The scheduler will issue the oldest, ready to execute uops each cycle to the six available ports, depending on the type of uop. Ports 0, 1 and 5 are used for executing computational uops. There are three types of computational uops and execution units or execution stacks: integer, SIMD integer (which we will refer to as SIMD) and FP (either scalar or SIMD). Each of the 3 execution ports has hardware for the 3 different types of uops. For example, on Sandy Bridge the FP stack for port 1 can execute a 128-bit FP add, and the SIMD stack can execute a 128-bit SIMD add. Each of the three execution stacks is considered to be a different ‘domain’. There is free bypassing within each domain, but a 1-2 cycle penalty for bypassing between domains (e.g. an integer uop that receives a forwarded result from an FP uop). This technique is primarily helpful to save power and reduce the complexity of the forwarding network for rarely used cases. The memory pipeline and ports 2-4 are within the integer domain, since integer uops are the most latency sensitive.

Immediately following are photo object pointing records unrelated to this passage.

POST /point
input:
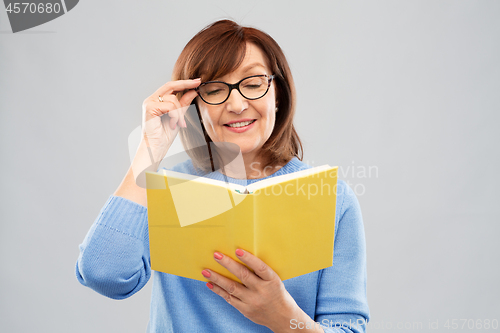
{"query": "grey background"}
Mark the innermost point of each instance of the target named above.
(409, 88)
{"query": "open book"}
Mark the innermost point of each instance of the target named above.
(288, 221)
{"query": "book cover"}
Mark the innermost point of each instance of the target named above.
(287, 221)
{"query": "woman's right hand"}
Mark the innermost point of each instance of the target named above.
(161, 120)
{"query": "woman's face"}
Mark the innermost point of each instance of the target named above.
(261, 111)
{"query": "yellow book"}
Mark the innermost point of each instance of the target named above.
(288, 221)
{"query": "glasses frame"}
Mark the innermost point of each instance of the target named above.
(237, 87)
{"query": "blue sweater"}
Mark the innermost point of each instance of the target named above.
(114, 261)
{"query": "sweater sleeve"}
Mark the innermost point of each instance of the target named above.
(114, 256)
(342, 304)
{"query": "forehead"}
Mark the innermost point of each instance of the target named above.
(254, 61)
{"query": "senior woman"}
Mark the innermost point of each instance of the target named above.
(241, 82)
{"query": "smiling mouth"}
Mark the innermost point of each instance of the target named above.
(240, 124)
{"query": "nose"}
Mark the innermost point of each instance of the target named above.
(236, 103)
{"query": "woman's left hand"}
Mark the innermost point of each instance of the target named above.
(262, 297)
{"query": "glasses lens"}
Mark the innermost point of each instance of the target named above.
(254, 87)
(214, 92)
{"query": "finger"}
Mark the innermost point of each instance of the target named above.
(160, 108)
(188, 97)
(176, 86)
(258, 266)
(231, 287)
(234, 301)
(240, 271)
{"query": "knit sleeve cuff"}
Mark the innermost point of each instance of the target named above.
(125, 216)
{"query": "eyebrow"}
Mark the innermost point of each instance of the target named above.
(255, 64)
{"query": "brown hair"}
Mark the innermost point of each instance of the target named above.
(218, 50)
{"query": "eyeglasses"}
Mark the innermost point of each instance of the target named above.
(217, 92)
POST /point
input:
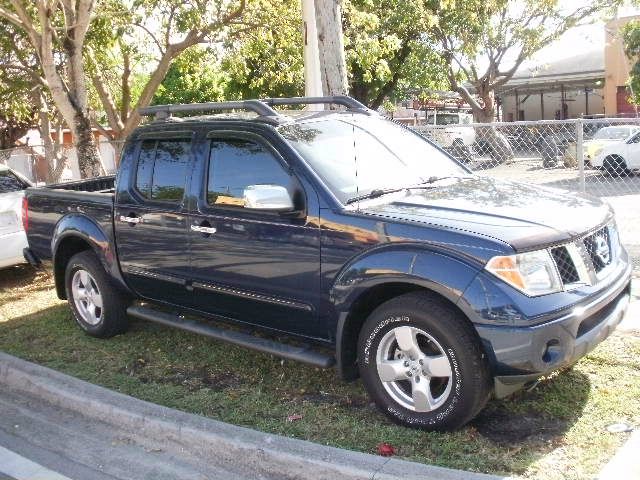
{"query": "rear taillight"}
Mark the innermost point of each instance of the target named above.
(25, 213)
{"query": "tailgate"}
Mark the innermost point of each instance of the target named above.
(11, 212)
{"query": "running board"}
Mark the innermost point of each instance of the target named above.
(299, 354)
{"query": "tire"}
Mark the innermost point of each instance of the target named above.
(98, 307)
(451, 344)
(615, 166)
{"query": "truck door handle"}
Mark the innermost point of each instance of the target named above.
(203, 229)
(130, 220)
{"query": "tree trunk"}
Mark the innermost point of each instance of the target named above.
(333, 68)
(56, 159)
(89, 161)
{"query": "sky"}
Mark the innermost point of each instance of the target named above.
(581, 39)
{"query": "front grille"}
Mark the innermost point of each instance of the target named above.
(566, 268)
(599, 248)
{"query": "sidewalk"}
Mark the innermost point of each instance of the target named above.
(86, 428)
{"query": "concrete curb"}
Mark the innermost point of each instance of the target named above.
(624, 463)
(261, 454)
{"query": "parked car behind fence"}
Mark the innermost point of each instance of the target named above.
(12, 234)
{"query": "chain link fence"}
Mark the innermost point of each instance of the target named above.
(32, 162)
(595, 156)
(600, 157)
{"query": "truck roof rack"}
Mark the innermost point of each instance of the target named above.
(344, 100)
(262, 107)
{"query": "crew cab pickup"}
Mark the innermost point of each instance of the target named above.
(370, 247)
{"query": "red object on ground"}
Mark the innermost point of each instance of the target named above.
(386, 450)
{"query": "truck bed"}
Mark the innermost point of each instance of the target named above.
(104, 184)
(91, 198)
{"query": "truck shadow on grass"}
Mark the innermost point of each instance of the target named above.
(235, 385)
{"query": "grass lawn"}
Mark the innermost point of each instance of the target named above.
(556, 431)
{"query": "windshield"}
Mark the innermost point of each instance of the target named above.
(613, 133)
(356, 154)
(443, 119)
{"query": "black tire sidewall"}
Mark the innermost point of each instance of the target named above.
(462, 401)
(88, 261)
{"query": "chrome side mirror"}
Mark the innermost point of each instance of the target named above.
(267, 197)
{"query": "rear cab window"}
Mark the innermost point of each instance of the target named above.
(9, 182)
(162, 169)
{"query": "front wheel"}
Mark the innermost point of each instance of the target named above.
(422, 364)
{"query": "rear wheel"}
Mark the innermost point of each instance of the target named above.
(422, 364)
(98, 307)
(615, 166)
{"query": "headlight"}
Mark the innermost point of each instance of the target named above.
(533, 273)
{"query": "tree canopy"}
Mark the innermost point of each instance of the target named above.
(483, 42)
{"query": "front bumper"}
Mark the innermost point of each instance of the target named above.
(522, 354)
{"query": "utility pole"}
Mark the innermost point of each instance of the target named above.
(324, 63)
(312, 78)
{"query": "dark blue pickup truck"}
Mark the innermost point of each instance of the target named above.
(367, 245)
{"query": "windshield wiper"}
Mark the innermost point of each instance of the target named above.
(378, 192)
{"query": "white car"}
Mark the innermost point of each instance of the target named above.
(456, 132)
(12, 235)
(619, 158)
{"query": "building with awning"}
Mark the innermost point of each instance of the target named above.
(591, 83)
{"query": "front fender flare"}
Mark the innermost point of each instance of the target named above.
(432, 270)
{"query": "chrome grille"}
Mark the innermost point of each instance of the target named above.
(599, 248)
(587, 260)
(566, 268)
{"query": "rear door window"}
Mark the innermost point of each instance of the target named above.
(162, 169)
(10, 183)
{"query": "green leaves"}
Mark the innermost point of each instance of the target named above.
(192, 78)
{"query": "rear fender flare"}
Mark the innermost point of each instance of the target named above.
(80, 227)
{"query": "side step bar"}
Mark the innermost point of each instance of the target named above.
(299, 354)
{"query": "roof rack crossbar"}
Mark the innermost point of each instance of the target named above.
(164, 111)
(343, 100)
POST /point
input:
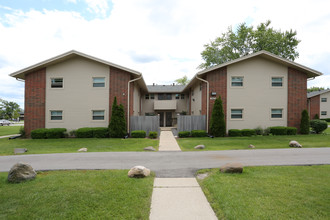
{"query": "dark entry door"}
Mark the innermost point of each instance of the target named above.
(168, 119)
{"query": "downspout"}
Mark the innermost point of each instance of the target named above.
(128, 84)
(207, 102)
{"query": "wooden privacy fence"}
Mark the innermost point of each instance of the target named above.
(191, 122)
(145, 123)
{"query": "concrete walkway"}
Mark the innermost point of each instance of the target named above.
(179, 198)
(167, 141)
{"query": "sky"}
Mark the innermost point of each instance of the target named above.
(162, 39)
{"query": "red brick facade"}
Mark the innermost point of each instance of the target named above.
(297, 96)
(118, 88)
(218, 83)
(35, 101)
(314, 106)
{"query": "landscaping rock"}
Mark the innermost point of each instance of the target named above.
(20, 150)
(84, 149)
(150, 148)
(21, 172)
(199, 146)
(232, 168)
(138, 172)
(295, 144)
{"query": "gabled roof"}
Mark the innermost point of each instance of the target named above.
(315, 93)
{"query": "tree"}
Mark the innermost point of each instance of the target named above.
(247, 40)
(182, 81)
(217, 122)
(117, 126)
(304, 123)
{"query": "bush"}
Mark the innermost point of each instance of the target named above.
(291, 131)
(278, 130)
(84, 133)
(198, 133)
(138, 134)
(153, 134)
(183, 134)
(318, 126)
(248, 132)
(234, 133)
(53, 133)
(39, 133)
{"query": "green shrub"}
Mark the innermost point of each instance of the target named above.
(53, 133)
(183, 134)
(234, 133)
(84, 133)
(153, 134)
(318, 126)
(40, 133)
(279, 130)
(248, 132)
(138, 134)
(198, 133)
(291, 131)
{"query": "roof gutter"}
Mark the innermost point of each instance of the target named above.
(207, 101)
(128, 98)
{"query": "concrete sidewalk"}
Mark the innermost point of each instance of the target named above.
(167, 141)
(179, 198)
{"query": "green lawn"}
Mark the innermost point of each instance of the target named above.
(8, 130)
(71, 145)
(300, 192)
(260, 142)
(103, 194)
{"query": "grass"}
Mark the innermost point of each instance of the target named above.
(8, 130)
(300, 192)
(260, 142)
(103, 194)
(71, 145)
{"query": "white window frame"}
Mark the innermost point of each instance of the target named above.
(94, 83)
(237, 86)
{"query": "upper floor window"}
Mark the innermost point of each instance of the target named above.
(98, 82)
(277, 81)
(56, 83)
(56, 115)
(237, 81)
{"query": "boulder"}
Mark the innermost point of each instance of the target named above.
(138, 172)
(199, 146)
(21, 172)
(232, 168)
(295, 144)
(150, 148)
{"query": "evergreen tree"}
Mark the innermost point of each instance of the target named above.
(304, 123)
(117, 126)
(217, 122)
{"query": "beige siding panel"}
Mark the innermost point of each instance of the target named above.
(257, 96)
(77, 99)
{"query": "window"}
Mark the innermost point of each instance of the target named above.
(98, 115)
(99, 82)
(277, 81)
(237, 113)
(277, 113)
(55, 115)
(237, 81)
(57, 83)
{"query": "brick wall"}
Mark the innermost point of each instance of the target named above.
(218, 83)
(297, 96)
(314, 106)
(118, 88)
(35, 103)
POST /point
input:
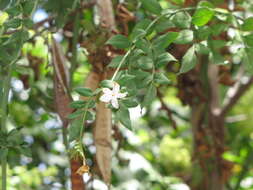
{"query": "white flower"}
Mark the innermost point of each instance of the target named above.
(112, 96)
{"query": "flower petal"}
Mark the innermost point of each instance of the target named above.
(115, 103)
(105, 98)
(116, 88)
(121, 95)
(106, 91)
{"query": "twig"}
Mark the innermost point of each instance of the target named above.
(4, 103)
(51, 18)
(165, 107)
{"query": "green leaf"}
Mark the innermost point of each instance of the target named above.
(116, 61)
(248, 24)
(163, 25)
(126, 78)
(91, 104)
(203, 14)
(78, 104)
(140, 29)
(182, 20)
(25, 151)
(129, 102)
(249, 40)
(14, 137)
(119, 41)
(143, 45)
(75, 129)
(203, 33)
(164, 59)
(184, 37)
(28, 6)
(124, 117)
(3, 17)
(3, 153)
(84, 91)
(165, 40)
(189, 60)
(106, 84)
(75, 114)
(150, 95)
(152, 6)
(13, 23)
(145, 62)
(160, 78)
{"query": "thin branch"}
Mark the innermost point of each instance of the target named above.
(235, 93)
(167, 109)
(51, 18)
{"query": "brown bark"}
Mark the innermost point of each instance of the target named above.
(62, 101)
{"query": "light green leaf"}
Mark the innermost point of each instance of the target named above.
(189, 60)
(203, 14)
(182, 20)
(116, 61)
(145, 62)
(184, 37)
(152, 6)
(75, 128)
(119, 41)
(150, 95)
(124, 117)
(75, 114)
(129, 102)
(3, 153)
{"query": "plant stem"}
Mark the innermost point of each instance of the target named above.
(74, 47)
(4, 103)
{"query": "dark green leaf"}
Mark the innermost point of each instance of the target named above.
(249, 40)
(84, 91)
(75, 129)
(119, 41)
(143, 45)
(145, 62)
(116, 61)
(75, 114)
(189, 60)
(150, 95)
(164, 59)
(124, 117)
(248, 24)
(182, 20)
(3, 153)
(165, 40)
(152, 6)
(203, 14)
(184, 37)
(129, 102)
(160, 78)
(140, 29)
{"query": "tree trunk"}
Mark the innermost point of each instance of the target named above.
(208, 133)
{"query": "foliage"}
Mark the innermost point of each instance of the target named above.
(146, 65)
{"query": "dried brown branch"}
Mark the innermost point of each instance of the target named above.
(51, 18)
(167, 109)
(235, 92)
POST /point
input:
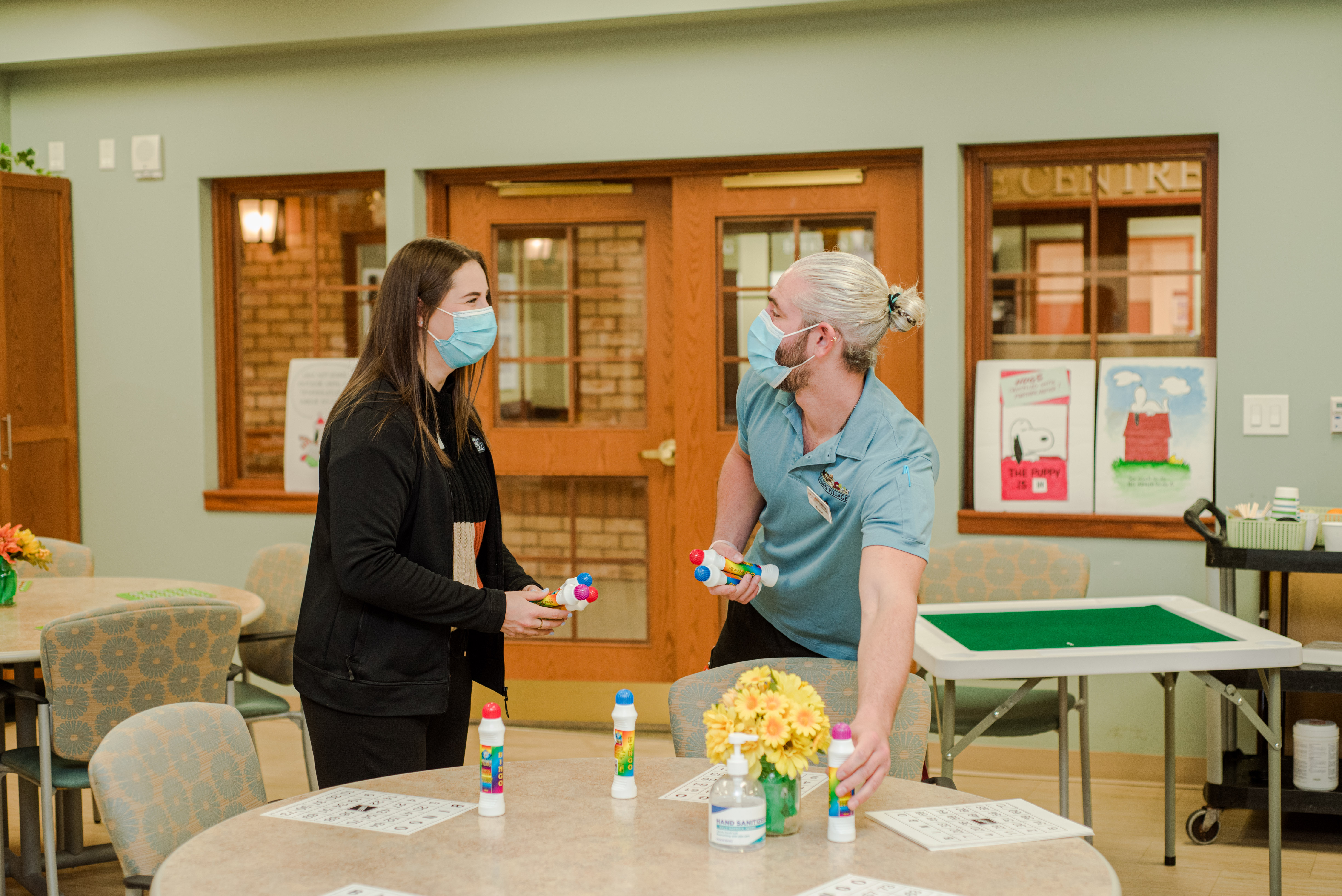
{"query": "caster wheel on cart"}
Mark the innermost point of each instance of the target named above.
(1199, 831)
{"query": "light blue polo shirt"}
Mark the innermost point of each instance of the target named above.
(877, 481)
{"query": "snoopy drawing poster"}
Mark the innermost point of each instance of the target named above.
(1034, 436)
(1156, 435)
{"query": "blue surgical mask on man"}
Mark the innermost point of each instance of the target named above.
(473, 337)
(763, 344)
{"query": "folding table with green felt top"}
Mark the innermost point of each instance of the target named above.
(1164, 636)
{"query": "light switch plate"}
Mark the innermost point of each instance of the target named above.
(1268, 415)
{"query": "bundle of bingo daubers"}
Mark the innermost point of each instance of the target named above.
(715, 569)
(574, 596)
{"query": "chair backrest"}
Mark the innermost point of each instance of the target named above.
(1003, 569)
(107, 664)
(277, 576)
(170, 773)
(68, 558)
(835, 681)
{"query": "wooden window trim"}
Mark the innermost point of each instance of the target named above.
(239, 493)
(978, 313)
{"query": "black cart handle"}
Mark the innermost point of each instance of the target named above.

Instead of widening the data paths to 256-bits, the Sandy Bridge architects moved the integer SIMD stacks to slightly different issue ports and cleverly re-use the existing 128-bit SIMD and 128-bit FP data paths ganged together to execute 256-bit uops. For example, a 256-bit multiply can issue to port 0 and simultaneously use the 128-bit SIMD data path for the low half and the 128-bit FP data path for the high half. This technique requires some extra logic, but it saves substantial area and power, by re-using execution resources that are already present. The 256-bit shuffle on port 5 also requires dedicated hardware for crossing between the two 128-bit lanes. Fortunately, all the extra logic to re-use the SIMD execution units is relative small and power efficient compared to the area and leakage necessary to double the data paths.
Figure 5 above shows the major uop types for each execution unit, but due to space constraints some are omitted from the diagram. At a high level, Sandy Bridge makes some improvements to the integer execution units, moves around some of the SIMD units and enhances the FP units. On the integer side, there is a new second port for LEA. For SIMD integer, port 0 and port 1 have effectively swapped places (compared to Nehalem/Westmere) and port 5 gained a shuffle. Note that in both designs, PSAD and string uops map to the same port as the integer SIMD multiply. There are also integer blends on ports 0 and 5. On the floating point side, the execution width doubled, the shuffle moved to port 5 and blends were added to ports 0 and 5. Both Nehalem and Sandy Bridge have FP moves in ports 0 and 5 as well. For those interested in the full details, the Sandy Bridge optimization manual should provide a comprehensive description when it arrives.
Sandy Bridge also improves performance for certain security primitives, such as the microcoded AES instructions that were added with Westmere and large number arithmetic. Sandy Bridge improves SHLD (shift left double) performance, which is used for SHA-1 hashing. The throughput for ADC (add with carry) doubled, which is used for large number routines calculations such as RSA.